O Supremo Tribunal Federal (STF) iniciou o julgamento para definir se contratos de compra e venda de imóveis com alienação fiduciária, realizados fora do Sistema de Financiamento Imobiliário (SFI) e do Sistema Financeiro da Habitação (SFH), exigem obrigatoriamente escritura pública. O caso, que tramita na Segunda Turma, foi paralisado após um pedido de vista do ministro Luiz Fux. Até o momento, o relator Gilmar Mendes e o ministro Dias Toffoli votaram para manter a validade do instrumento particular em transações entre entes privados.
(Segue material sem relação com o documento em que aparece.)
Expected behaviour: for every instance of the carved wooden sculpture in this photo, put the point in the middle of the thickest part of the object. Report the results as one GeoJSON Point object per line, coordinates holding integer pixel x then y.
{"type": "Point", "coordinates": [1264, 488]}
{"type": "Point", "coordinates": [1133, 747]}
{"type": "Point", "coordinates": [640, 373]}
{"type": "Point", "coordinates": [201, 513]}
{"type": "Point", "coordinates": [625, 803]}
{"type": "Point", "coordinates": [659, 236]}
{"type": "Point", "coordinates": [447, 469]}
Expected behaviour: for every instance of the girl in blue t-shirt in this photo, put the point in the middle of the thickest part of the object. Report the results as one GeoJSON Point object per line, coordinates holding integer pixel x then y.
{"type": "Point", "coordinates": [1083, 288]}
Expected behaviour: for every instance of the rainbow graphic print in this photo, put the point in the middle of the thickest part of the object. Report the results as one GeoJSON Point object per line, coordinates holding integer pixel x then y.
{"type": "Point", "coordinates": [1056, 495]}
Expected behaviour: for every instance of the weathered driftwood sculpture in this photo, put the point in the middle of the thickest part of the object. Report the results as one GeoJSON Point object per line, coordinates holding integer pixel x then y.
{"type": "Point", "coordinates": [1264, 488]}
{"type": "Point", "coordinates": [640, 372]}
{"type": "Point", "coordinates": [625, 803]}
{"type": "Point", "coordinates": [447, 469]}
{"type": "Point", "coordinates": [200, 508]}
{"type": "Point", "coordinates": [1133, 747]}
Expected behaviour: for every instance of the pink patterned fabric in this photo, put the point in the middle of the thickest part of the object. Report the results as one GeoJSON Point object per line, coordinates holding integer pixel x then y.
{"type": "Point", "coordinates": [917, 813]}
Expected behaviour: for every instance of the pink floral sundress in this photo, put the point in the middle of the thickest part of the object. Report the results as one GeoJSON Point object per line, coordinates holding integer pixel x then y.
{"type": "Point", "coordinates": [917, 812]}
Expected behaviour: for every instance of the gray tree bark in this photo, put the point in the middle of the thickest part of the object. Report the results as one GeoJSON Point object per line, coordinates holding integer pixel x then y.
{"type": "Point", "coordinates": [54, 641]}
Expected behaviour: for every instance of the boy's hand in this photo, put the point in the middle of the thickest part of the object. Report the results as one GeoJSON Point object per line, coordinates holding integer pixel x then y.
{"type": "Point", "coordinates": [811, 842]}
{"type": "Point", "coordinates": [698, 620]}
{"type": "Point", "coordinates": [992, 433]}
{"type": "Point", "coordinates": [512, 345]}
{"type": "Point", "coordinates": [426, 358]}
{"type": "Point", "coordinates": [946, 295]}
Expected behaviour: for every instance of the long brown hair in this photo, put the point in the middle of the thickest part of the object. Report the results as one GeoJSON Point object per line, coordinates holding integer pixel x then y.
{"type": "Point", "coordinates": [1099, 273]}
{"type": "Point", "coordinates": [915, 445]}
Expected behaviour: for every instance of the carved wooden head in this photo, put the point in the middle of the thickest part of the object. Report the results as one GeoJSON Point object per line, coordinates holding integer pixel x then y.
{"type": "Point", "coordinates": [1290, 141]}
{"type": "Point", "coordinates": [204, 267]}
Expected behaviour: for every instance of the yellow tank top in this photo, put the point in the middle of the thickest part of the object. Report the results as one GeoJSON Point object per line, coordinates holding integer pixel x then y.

A controvérsia gira em torno da Lei 9.514 de 1997. Originalmente, a norma permite que transações imobiliárias com garantia de alienação fiduciária sejam feitas por instrumento particular com força de escritura. Contudo, em 2024, o Conselho Nacional de Justiça (CNJ) editou resoluções limitando essa facilidade apenas a bancos e entidades autorizadas a operar no sistema financeiro. Para particulares e empresas fora do setor bancário, o CNJ passou a exigir a escritura pública lavrada em cartório de notas.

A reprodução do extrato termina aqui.